- Accoville Accoville
- Coordinates: 37°46′7″N 81°50′13″W﻿ / ﻿37.76861°N 81.83694°W
- Country: United States
- State: West Virginia
- County: Logan

Area
- • Total: 3.23 sq mi (8.37 km^{2})
- • Land: 3.22 sq mi (8.35 km^{2})
- • Water: 0.0077 sq mi (0.02 km^{2})
- Elevation: 830 ft (250 m)

Population (2020)
- • Total: 599
- • Density: 178/sq mi (68.7/km^{2})
- Time zone: UTC-5 (Eastern (EST))
- • Summer (DST): UTC-4 (EDT)
- ZIP code: 25606
- Area codes: 304 & 681
- FIPS code: 54-00196
- GNIS feature ID: 1534798

= Accoville, West Virginia =

Accoville is an unincorporated community and census-designated place (CDP) in Logan County, West Virginia, United States. The community lies along Buffalo Creek. As of the 2020 United States census, its population was 599 (up from 574 at the 2010 census).

==Geography==
Accoville is in southeastern Logan County, in the valley of Buffalo Creek, and extending to the east up its Right Fork. It is bordered by Amherstdale to the northeast (up Buffalo Creek) and by Kistler to the southwest (down the creek).
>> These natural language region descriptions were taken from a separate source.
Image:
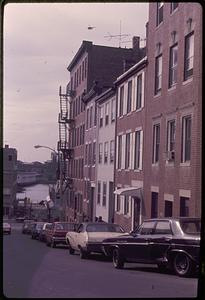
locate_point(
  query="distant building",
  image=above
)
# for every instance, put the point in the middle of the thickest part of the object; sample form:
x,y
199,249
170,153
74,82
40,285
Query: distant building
x,y
173,136
9,179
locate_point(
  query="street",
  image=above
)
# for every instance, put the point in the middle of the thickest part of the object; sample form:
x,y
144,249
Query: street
x,y
31,269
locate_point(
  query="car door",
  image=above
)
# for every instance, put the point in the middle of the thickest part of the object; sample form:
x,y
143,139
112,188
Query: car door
x,y
160,240
138,246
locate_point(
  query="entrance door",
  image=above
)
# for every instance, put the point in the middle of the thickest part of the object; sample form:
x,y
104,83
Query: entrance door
x,y
136,215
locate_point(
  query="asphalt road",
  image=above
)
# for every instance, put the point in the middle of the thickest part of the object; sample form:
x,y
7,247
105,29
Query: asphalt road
x,y
31,269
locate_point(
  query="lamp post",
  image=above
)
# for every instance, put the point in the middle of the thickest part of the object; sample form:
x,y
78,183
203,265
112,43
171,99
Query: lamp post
x,y
60,171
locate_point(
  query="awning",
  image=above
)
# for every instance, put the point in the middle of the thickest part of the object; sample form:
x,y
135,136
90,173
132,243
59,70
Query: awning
x,y
129,191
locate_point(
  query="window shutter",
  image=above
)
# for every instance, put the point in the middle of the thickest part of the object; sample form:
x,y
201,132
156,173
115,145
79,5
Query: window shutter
x,y
141,149
123,151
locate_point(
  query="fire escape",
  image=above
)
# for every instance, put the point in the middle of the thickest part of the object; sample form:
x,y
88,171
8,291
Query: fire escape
x,y
64,149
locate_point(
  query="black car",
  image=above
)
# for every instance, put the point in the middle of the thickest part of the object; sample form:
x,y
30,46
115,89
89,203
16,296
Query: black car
x,y
168,242
36,229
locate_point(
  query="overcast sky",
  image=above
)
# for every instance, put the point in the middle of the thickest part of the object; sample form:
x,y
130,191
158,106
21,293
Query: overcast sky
x,y
40,40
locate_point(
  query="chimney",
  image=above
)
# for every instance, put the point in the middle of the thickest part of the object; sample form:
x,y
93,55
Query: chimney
x,y
136,42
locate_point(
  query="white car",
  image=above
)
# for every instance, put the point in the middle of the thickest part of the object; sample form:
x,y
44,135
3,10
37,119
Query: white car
x,y
6,228
88,237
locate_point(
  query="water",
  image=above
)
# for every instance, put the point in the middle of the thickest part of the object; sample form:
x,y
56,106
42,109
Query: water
x,y
36,193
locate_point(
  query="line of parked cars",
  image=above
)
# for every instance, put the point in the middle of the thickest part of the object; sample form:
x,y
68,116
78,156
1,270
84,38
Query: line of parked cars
x,y
169,243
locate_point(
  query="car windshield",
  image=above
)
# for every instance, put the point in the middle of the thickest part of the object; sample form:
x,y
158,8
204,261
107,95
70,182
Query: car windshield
x,y
65,226
191,226
104,228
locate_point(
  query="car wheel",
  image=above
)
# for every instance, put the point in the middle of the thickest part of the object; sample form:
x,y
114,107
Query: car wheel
x,y
83,254
53,244
117,259
182,264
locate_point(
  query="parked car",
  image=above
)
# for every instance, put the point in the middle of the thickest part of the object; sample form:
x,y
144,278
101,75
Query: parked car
x,y
43,231
168,242
56,233
88,237
6,228
26,226
35,231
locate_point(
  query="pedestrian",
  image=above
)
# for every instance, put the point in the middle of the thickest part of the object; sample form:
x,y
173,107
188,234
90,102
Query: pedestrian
x,y
100,219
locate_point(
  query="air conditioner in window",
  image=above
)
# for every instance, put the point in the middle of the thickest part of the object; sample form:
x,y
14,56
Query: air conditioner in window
x,y
170,155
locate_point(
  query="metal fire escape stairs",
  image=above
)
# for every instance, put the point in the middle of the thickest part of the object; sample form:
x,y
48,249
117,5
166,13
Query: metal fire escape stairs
x,y
64,149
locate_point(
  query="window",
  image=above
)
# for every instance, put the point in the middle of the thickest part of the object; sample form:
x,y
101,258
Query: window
x,y
186,138
184,207
168,208
159,12
91,116
99,192
189,56
139,92
90,154
170,135
104,193
94,153
138,150
113,103
156,141
163,227
158,74
119,151
154,205
126,205
173,65
127,151
87,118
112,151
118,203
129,96
173,6
100,153
105,152
95,115
121,101
101,116
106,113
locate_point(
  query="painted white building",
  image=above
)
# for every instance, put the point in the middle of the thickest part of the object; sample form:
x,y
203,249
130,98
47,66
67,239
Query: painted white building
x,y
104,199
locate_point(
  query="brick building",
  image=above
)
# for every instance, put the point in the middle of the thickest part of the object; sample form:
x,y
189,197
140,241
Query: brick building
x,y
90,64
172,168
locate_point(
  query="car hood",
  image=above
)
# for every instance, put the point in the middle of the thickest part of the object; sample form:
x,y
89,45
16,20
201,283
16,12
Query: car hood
x,y
100,236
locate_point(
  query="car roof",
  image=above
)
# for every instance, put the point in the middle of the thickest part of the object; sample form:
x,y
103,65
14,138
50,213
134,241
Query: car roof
x,y
173,219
Logan, the county seat, is 16 mi to the northwest, down Buffalo Creek and then the Guyandotte River.

According to the U.S. Census Bureau, the Accoville CDP has a total area of 8.4 sqkm, of which 0.02 sqkm, or 0.21%, are water.

==History==
Accoville derived its name from the local Amherst Coal Company (ACCO).

Accoville was in the path of the Buffalo Creek flood in 1972. The devastating man made disaster was caused by a Coal Mine dam failure located by a hillside.

Accoville's Don Israel Bragg, 33, was killed in the 2006 Aracoma Alma Mine disaster in Melville, along with Ellery Hatfield, 47, of Simon.

==Notable people==
Accoville is the birthplace of Ted Belcher, a U.S. Army soldier and recipient of the U.S. military's highest decoration, the Medal of Honor, for his actions in the Vietnam War.